Uppiano, 73, had asked the commission to allow him to partition two parcels, one for a personal residence and another that he could sell to pay off some medical bills and ease his retirement.
For years in Oregon it was not possible to subdivide land that was zoned for exclusive farm use. State law was amended to allow up to two small unproductive parcels to be developed for non-farm dwellings if a parcel of at least 160 acres remains.
Uppiano seemed to meet the requirements quite well. His land a mile from Lostine is 229 acres. The five acres he intended to sell has been idle for several years. No trees are growing there.
A planning staff report said that the soil would not support grass or grain crops. A letter from the Oregon Forestry Department also concluded the soil was not real productive, yet the parcel could be capable of producing a commercial forest product.
Because of that potential for trees, the planning commission allowed Uppiano to partition only one instead of two parcels for non-farm dwellings.
What harm would have been done if the farmer had been allowed two parcels for homes? We're not talking about a city suddenly popping out of Wallowa County farmland. We're only looking at two houses on 10 acres.
The landowner's request was reasonable. It should have been honored by the planning commission.

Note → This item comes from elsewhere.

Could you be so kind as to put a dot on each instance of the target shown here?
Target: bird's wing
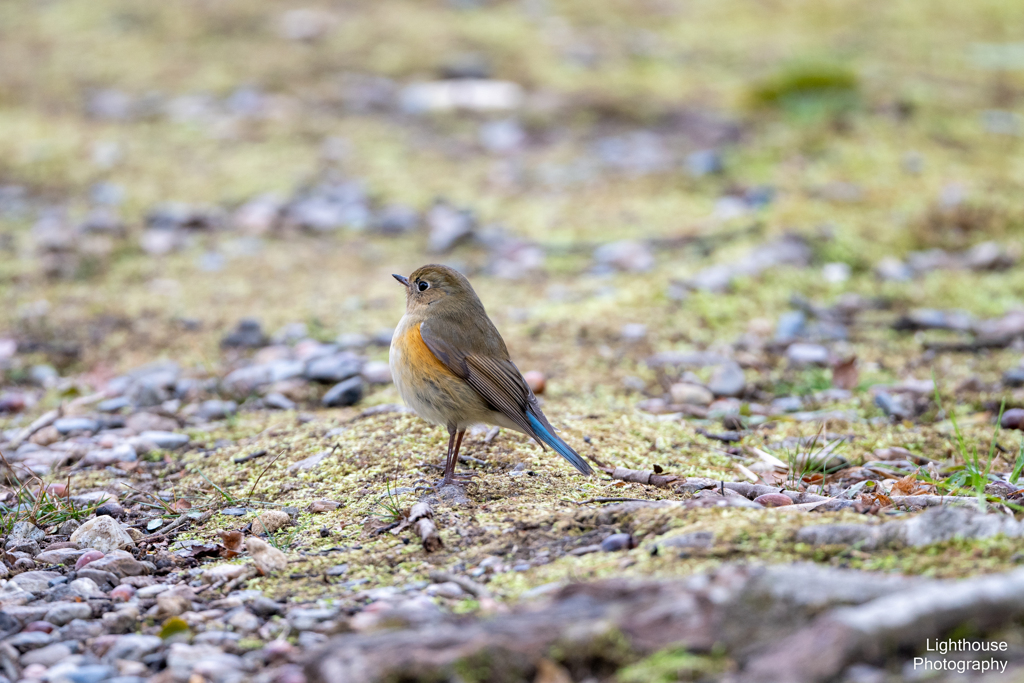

The spring highway construction season is upon us. And the Oregon Department of Transportation projects on our local Interstate 84 and state highways can lead to frustration.
Motorists may be asked to slow down or stop while a lane is being paved. Some freeway onramps, including the one leading to the Interstate 84 westbound lanes in northwest La Grande, will be closed for a time.
Area residents must remember that our freeway and highways provide a vital link for Northeast Oregon to and from other parts of the state. Traffic delays and ramp closures are annoying. But so would be a poor highway system, replete with potholes or weak bridges.
Let's all be patient as these important road improvement projects proceed this spring and summer.